To: Atri Sharma ; java-user@lucene.apache.org 
; a.benede...@sease.io ; 
Baris Kazar 
Subject: Re: Potential bug

Dear Folks,-
 i have a lot of experience in performance tuning and parallel processing: 17+7 
years. So, when you say "you dont know what you ask for", that does not sound 
good at all besides i was clear on that.

Alessandro, i appreciate the apology and i would like to apologize if i hurt 
feelings and i never mean to hurt anybody's feelings and i still think i was 
not aggressive but i need to re-explain
what was wrong with the email:

I was not trying to be aggressive with my responses.
I write in this forum for a long time and never received an email like Yours.
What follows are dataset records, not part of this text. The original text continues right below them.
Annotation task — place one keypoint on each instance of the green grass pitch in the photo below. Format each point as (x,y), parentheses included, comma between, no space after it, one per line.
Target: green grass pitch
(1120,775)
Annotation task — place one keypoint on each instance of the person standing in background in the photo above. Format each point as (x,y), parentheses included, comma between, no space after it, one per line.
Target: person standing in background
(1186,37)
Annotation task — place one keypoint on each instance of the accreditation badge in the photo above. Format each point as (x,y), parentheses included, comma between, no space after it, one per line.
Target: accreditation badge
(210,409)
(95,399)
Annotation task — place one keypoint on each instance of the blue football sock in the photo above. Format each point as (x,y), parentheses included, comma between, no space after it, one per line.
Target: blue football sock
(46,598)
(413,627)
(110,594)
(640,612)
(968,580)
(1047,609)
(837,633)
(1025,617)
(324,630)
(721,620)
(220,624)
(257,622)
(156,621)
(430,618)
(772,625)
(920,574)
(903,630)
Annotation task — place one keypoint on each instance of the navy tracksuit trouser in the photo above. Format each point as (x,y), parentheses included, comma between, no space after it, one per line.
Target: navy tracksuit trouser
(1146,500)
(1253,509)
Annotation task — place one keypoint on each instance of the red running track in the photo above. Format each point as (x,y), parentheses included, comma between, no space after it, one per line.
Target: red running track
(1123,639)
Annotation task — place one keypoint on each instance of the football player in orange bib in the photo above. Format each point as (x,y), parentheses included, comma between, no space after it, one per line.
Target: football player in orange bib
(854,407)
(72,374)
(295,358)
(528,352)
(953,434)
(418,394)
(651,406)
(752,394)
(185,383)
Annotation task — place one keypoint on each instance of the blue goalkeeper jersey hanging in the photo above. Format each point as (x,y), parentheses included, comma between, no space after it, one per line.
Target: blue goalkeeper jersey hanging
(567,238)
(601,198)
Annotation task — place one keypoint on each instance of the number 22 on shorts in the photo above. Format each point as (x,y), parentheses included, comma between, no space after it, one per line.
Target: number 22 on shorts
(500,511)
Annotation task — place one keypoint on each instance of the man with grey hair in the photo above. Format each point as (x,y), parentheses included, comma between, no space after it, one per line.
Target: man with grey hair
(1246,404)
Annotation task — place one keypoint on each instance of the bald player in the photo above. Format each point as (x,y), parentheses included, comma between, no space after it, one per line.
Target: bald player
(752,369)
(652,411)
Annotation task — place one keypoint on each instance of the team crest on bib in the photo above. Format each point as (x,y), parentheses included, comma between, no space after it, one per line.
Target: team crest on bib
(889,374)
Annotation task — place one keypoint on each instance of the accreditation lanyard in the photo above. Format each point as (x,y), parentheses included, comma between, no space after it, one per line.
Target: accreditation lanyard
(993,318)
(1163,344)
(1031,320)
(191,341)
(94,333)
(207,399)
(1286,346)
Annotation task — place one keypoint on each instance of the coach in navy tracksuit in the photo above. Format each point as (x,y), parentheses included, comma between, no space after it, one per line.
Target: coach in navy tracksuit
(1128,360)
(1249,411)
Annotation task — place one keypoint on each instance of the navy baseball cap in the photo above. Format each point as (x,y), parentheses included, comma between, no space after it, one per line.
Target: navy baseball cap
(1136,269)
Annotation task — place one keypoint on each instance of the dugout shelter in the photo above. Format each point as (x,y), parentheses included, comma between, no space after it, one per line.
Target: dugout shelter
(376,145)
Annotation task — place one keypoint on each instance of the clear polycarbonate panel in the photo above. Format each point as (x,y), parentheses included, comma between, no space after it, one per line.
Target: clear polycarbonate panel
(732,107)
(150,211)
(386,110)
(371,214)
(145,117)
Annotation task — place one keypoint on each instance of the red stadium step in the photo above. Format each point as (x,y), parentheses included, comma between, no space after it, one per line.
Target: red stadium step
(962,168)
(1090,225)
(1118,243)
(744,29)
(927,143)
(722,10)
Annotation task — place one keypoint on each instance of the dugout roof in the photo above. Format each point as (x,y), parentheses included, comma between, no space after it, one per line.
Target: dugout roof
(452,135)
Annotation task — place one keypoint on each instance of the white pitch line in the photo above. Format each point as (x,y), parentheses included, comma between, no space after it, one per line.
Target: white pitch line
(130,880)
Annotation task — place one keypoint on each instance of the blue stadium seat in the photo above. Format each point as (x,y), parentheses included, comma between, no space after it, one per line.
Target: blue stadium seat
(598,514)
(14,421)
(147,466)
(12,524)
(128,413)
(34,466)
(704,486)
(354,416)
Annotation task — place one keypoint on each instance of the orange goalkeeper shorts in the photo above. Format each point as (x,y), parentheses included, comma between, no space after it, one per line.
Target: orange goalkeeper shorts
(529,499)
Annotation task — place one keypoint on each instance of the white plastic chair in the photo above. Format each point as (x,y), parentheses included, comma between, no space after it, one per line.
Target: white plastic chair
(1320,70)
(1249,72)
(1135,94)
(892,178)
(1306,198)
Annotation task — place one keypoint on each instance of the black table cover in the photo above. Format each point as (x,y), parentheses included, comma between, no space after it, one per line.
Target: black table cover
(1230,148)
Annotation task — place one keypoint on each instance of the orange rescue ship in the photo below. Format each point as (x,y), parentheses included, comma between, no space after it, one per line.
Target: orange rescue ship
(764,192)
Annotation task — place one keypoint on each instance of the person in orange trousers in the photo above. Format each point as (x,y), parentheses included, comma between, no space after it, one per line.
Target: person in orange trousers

I revised your email for this list. Because with my expertise, i dont think i 
should get a comment like the X Y problem example.

Moreover code can have bugs and raising is not a good word choice here. I am 
not here to find problems with Lucene and we are all here to use and make 
Lucene better.

And i appreciate the work committers as volunteers are doing and there is no 
doubt there. Lucene 8.y.z is much better with your work. Kudos to that success.

We need to keep the tone neutral is what i am looking for here. Yes, respect is 
fundemantal,
that is what i have been telling here in my last emails.

Would You please look at my revised email?
I think the email should have been composed
that way.

I would like to focus on my question please.
I hope we keep the tone neutral and professional.
Thanks for understanding.

Best regards

From: Atri Sharma 
Sent: Monday, June 14, 2021 8:46 AM
To: java-user@lucene.apache.org
Cc: Baris Kazar
Subject: Re: Potential bug

+1 to Adrien.

Let's keep the tone neutral.

On Mon, 14 Jun 2021, 16:00 Adrien Grand, 
mailto:jpou...@gmail.com>> wrote:
Baris, you called out an insult from Alessandro and your replies suggest
anger, but I couldn't see an insult from Alessandro actually.

+1 to Alessandro's call to make the tone softer on this discussion.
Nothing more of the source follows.